Wage slavery at its finest

Temp work is a mixed bag. It can be convenient, but dealing with temp agencies can be frustrating. The pay is nothing to be happy about.

I started work as a temp with an assignment in a printing house. A few other folks and I sat around, each with our pile of pictures, and pasted them onto the blank squares. These became the free real estate guides you see around town.

That job lasted two days. On the first I learned that some folks would spend lunch time at a bar - "it helps you get through the afternoon". That wasn't my idea of work. The other problem is that the place reeked of the chemicals used in printing. When I mentioned this to a co-worker, she realized that's why her laundry room smelled bad. That was enough for me. I'd rather keep my lungs intact. I called the agency and got a new assignment.

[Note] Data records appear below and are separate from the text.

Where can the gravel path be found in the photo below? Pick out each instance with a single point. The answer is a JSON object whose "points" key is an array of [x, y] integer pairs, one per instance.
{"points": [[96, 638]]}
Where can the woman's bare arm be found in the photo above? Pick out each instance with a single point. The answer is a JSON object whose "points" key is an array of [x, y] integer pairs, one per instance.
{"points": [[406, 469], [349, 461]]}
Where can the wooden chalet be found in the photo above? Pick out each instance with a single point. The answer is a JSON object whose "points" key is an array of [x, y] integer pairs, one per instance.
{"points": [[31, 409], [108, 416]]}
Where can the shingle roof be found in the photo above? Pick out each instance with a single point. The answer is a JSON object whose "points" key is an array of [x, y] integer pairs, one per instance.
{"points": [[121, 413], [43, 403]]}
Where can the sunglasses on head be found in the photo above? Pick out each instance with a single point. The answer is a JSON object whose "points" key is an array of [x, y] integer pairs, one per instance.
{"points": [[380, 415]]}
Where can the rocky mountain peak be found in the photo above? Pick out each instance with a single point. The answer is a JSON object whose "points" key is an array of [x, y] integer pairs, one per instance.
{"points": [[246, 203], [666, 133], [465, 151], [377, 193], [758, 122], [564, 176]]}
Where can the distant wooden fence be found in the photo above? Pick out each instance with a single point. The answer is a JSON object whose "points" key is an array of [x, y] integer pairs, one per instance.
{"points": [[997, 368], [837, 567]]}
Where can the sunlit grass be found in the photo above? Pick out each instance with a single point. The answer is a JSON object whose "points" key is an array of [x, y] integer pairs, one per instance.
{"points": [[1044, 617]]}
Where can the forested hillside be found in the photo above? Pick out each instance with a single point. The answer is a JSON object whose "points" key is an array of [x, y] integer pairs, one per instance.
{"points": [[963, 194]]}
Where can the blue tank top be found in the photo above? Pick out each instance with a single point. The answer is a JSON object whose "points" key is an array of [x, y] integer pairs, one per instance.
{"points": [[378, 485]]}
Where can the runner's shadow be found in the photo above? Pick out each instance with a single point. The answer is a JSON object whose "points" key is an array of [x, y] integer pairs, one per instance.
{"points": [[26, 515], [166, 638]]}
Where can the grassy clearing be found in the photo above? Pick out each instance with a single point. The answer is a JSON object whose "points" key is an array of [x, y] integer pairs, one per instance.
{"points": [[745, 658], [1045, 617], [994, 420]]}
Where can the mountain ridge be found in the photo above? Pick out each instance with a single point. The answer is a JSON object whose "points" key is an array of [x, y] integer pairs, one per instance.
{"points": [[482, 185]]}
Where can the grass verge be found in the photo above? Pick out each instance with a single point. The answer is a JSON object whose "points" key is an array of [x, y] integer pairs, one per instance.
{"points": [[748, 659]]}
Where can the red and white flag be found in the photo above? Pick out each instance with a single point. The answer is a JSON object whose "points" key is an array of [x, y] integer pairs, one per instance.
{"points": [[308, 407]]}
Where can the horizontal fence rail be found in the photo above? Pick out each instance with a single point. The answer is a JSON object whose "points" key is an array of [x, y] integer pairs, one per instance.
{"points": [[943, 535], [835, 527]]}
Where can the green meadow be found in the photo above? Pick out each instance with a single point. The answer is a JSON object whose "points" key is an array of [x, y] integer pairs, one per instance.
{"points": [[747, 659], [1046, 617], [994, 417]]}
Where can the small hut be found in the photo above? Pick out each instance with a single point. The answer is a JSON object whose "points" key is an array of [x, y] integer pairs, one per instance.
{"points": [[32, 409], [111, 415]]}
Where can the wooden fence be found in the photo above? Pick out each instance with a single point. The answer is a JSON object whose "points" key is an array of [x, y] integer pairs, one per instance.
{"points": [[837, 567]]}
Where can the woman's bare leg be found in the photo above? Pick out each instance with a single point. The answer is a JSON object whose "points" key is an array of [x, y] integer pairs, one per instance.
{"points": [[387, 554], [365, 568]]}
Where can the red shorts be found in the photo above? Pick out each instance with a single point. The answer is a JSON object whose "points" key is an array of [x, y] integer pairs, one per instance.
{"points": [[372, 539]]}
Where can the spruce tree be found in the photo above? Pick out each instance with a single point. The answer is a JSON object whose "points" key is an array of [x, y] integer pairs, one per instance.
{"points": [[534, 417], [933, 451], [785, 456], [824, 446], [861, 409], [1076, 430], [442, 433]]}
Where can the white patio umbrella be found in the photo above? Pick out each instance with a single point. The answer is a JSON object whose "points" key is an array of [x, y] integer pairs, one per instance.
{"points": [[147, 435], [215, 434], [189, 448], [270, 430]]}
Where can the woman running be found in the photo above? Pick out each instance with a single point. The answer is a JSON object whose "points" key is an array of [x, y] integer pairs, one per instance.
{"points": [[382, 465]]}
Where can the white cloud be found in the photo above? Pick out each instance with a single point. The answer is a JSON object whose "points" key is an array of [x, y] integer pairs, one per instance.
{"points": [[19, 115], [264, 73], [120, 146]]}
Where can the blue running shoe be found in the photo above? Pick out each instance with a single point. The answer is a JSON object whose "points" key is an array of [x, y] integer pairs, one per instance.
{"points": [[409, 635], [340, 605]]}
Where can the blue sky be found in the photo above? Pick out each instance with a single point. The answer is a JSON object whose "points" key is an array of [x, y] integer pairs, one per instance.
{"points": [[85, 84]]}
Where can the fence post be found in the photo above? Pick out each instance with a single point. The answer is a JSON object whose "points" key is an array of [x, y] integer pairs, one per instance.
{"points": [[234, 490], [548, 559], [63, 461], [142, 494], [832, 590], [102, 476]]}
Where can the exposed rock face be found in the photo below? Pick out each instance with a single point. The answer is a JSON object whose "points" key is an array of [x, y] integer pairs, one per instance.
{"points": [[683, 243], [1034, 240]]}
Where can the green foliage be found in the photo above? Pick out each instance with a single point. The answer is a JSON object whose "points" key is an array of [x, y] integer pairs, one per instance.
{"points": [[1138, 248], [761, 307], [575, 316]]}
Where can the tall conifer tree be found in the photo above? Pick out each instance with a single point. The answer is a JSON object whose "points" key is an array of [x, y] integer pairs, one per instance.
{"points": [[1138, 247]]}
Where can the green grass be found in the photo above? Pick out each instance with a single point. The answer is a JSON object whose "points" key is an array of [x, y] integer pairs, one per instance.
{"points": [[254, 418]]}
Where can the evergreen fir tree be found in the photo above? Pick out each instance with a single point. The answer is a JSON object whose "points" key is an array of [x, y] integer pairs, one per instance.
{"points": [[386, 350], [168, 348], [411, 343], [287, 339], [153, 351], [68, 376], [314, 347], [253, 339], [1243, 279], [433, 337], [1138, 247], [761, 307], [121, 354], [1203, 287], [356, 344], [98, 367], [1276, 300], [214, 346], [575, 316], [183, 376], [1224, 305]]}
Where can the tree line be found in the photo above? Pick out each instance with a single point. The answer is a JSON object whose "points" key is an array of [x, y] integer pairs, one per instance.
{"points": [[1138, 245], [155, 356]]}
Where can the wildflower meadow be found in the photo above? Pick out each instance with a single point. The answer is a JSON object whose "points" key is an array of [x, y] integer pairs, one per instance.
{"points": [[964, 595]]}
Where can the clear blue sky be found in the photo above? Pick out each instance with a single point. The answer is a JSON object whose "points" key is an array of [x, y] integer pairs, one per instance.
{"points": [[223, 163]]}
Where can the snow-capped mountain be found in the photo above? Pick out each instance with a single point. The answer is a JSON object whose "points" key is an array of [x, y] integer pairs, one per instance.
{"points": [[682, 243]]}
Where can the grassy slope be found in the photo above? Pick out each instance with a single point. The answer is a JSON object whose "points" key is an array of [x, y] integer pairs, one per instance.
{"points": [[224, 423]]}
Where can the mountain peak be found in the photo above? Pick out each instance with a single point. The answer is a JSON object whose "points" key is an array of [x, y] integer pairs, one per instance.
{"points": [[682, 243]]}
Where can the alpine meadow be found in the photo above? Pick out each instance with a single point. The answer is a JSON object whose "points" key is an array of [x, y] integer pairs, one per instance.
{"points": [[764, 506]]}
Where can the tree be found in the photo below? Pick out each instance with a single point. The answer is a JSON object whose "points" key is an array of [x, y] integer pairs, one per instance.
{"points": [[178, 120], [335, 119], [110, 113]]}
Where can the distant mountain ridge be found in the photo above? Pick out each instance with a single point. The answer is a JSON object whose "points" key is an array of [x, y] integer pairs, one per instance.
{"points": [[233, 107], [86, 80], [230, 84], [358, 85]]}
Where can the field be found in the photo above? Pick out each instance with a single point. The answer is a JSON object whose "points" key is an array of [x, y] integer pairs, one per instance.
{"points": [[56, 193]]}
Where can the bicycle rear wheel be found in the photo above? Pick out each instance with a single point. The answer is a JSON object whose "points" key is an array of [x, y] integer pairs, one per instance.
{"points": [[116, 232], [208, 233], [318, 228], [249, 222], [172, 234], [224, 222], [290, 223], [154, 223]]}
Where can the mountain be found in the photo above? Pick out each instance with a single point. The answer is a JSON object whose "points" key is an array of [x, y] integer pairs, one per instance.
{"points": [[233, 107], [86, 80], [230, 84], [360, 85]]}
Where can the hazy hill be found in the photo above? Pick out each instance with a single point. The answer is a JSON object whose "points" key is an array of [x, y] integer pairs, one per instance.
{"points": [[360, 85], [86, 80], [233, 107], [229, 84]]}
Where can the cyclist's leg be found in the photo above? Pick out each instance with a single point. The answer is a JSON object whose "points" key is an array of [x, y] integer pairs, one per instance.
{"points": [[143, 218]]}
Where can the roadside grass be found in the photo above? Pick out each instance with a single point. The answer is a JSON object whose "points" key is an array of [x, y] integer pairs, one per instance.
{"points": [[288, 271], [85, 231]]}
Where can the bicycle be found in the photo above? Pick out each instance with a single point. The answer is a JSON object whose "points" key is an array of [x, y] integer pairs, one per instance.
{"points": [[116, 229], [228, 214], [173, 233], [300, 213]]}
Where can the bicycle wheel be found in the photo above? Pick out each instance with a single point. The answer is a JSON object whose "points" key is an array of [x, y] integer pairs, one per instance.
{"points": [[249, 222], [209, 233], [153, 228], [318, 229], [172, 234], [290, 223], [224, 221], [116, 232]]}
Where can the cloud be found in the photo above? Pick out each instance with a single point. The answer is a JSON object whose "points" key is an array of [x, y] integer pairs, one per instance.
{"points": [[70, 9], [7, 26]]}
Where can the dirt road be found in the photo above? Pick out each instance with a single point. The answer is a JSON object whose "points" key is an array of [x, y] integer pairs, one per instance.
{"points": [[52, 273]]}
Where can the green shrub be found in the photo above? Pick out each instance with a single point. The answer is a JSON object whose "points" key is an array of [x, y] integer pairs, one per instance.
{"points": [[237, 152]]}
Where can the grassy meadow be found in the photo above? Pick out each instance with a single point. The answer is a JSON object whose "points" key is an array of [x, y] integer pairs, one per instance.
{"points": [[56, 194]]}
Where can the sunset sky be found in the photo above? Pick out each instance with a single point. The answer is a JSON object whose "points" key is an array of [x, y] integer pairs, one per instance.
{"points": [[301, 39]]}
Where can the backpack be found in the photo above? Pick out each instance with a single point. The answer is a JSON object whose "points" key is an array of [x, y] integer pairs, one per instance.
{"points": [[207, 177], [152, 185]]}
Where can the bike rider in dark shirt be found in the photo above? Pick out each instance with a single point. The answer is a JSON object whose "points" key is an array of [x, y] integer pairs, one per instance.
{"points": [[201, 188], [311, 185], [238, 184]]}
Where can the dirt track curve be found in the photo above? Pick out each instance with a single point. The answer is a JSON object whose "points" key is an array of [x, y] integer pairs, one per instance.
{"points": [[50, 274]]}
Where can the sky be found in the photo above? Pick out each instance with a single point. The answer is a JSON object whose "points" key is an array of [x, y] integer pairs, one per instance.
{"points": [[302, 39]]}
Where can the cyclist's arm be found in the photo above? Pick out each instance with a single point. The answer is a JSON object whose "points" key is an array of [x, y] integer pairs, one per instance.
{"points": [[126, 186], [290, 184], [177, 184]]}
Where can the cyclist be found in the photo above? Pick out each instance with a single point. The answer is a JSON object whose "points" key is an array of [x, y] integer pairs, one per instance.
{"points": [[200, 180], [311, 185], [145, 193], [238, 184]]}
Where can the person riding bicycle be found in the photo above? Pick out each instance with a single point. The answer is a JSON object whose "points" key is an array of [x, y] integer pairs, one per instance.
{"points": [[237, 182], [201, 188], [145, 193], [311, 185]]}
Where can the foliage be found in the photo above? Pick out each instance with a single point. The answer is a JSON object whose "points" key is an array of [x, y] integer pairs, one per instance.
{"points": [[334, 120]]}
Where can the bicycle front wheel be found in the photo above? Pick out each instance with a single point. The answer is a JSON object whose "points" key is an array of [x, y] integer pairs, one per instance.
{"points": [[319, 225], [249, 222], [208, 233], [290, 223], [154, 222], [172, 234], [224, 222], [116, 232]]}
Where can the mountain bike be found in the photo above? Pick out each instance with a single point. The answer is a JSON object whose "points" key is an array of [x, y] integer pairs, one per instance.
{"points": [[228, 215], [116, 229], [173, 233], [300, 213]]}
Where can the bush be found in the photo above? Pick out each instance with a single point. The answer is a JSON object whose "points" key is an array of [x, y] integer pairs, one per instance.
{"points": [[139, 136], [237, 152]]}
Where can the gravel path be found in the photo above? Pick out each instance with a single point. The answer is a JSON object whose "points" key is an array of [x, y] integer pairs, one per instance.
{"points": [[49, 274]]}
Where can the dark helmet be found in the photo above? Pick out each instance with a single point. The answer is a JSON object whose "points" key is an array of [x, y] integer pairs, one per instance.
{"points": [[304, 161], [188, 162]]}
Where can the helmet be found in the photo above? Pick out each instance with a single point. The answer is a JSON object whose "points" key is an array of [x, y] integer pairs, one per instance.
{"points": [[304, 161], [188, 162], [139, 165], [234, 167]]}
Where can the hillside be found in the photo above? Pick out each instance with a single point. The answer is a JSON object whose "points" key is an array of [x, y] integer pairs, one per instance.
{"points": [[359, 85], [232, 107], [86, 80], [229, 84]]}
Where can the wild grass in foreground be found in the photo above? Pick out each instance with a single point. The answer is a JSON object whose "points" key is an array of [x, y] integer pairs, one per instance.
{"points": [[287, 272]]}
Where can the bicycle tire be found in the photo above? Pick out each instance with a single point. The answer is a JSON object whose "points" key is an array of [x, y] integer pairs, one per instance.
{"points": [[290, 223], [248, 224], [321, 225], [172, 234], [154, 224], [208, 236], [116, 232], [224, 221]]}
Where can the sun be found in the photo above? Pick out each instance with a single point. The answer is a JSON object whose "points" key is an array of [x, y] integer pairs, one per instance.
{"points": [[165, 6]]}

It was filing and data entry for a state agency. I stayed there a long time. After the first (tiring) month of filing, I was moved to a full-time data entry position. It was great. I picked up a bundle of work in the morning, went to my desk and cruised to tunes on my cassette player. Nobody bothered me at all. At the end of the day I turned in what I'd done. If there were any quotas, I must have passed them. My supervisor never said anything about them. It was almost perfect slack.

A problem arose, and it was money. After a few months I realized that I actually had a skill, and I was making less than I should. I called the temp agency (Kelly) and asked for a raise. When I mentioned that I was doing data entry, they got off the phone quickly. In a short time I was demoted back to filing. It seems the person at the agency had incorrectly described the work to me; it was a filing only position.

This didn't make me happy. I ended up taking Kelly to small claims court for lost back wages, and settling for a nominal amount. What I found fascinating was that nobody was willing to tell me how much Kelly was getting for my services, even though they were contracted to a state agency. Their contract information should have been publicly available, but both the state and Kelly wouldn't disclose it.

I quickly jumped ship to the agency that had the contract for data entry workers, so I got my position back. I stayed there a bit longer, then got a permanent clerk position with a different state agency - "Hello, New York State Employees' Retirement System, Terminations Unit. May I help you?". That's a different story, though.

The lesson to be learned here is that temp work is bad for you. My experience itself was for the most part good, but it was horrible economically. You can't live on what you make as a temp. The agency's taking a pretty good sized chunk of what you make, and they probably do ten minutes worth of work for you a week. To them you are completely replaceable worker drone meat. You're better than that.

Financial Details

A completely partial source (Jeff Kelly, who created the zine Temp Slave!) estimates that for each $10 paid to a temp agency, you receive only $6. I can't verify that at all, but it seems about right. A company that employs temps isn't paying them benefits, so they can afford it. You get screwed by temp agencies.

For more bitter perspectives, try Kelly's book best of Temp Slave! (Garrett County Press, 1997).


1999-07-04. A friend related the story of applying to a temp agency. They offered him a programming job for $9/hour, which he refused. Upon contacting the employer directly, he learned that they were paying the temp agency $25/hour. You can do the math.

2002-05-15. More data: a temp agency I worked for was paid $32/hr, while I received $25/hr. That's about 78 cents on the dollar. Frankly, I'm surprised that the rate was as high as it was.